Ils ne font que du dessin !

NAUD-NAUD va avoir 12 ans ; il sait tout juste lire.

Pendant que son père et sa mère malades sont à l'hôpital, il va habiter, dans une commune voisine, avec sa soeur.

- Il n'est pas en avance, dit celle-ci à la nouvelle maîtresse. Tout petit il travaillait bien. Mais depuis qu'il est dans cette école de garçons de Saint-Benoît, il ne fait que du dessin.

Combien de parents ont attribué au dessin et à la peinture le retard de leurs enfants tant il est vrai que les moins doués, ceux à qui la mémoire faisait défaut, excellaient en peinture en général ; Naud-Naud lui-même faisait de belles peintures et ses nombreux textes étaient sensibles et intéressants.

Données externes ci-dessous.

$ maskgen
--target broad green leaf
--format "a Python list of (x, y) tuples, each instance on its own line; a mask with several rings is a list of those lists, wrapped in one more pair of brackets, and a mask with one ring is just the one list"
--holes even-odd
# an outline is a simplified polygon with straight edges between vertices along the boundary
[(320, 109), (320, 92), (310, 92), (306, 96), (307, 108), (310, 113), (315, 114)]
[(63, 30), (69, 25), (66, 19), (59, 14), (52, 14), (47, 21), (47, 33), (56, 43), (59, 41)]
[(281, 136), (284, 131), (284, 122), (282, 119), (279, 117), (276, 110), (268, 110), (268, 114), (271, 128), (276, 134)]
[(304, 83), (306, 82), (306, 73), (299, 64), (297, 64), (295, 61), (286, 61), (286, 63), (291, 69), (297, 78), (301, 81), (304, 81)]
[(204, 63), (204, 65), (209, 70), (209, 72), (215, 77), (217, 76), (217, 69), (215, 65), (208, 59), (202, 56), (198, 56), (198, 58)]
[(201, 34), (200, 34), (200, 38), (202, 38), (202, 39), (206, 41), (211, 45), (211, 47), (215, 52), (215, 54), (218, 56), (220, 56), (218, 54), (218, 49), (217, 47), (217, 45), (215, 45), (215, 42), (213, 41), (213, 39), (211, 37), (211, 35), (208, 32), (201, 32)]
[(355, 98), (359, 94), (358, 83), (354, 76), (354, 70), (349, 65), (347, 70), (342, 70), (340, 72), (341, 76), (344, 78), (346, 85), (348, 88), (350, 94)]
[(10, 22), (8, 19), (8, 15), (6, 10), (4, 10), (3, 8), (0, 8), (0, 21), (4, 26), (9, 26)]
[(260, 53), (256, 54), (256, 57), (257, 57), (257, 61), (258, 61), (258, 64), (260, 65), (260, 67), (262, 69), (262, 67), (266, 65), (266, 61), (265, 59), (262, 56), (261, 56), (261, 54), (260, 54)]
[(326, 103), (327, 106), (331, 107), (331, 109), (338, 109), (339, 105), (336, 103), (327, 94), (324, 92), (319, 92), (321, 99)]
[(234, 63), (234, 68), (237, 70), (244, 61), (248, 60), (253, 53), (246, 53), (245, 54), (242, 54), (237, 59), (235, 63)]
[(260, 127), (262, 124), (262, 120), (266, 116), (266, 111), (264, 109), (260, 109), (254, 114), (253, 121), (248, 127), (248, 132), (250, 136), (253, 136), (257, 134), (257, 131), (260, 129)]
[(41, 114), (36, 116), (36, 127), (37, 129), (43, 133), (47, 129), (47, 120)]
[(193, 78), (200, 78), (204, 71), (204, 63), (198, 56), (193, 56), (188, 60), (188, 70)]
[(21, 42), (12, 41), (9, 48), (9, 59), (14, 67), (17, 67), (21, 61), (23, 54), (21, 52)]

Combien de parents - sans qu'il m'ait été possible d'intervenir ont brisé chez des enfants instables ou tarés cet élan magnifique qui les portait vers les seules activités capables de les rééquilibrer et de les enrichir, en les entraînant dans d'autres écoles, celles où on ne faisait ni peinture, ni dessin, ni imprimerie ! Ils stoppaient leur développement. Quelques-uns nous sont revenus plus handicapés qu'avant leur départ.

Ces départs si amers pour moi, étaient quelquefois la cause de véritables drames, les enfants sentant confusément qu'ils ne retrouveraient nulle part cette exaltation créatrice.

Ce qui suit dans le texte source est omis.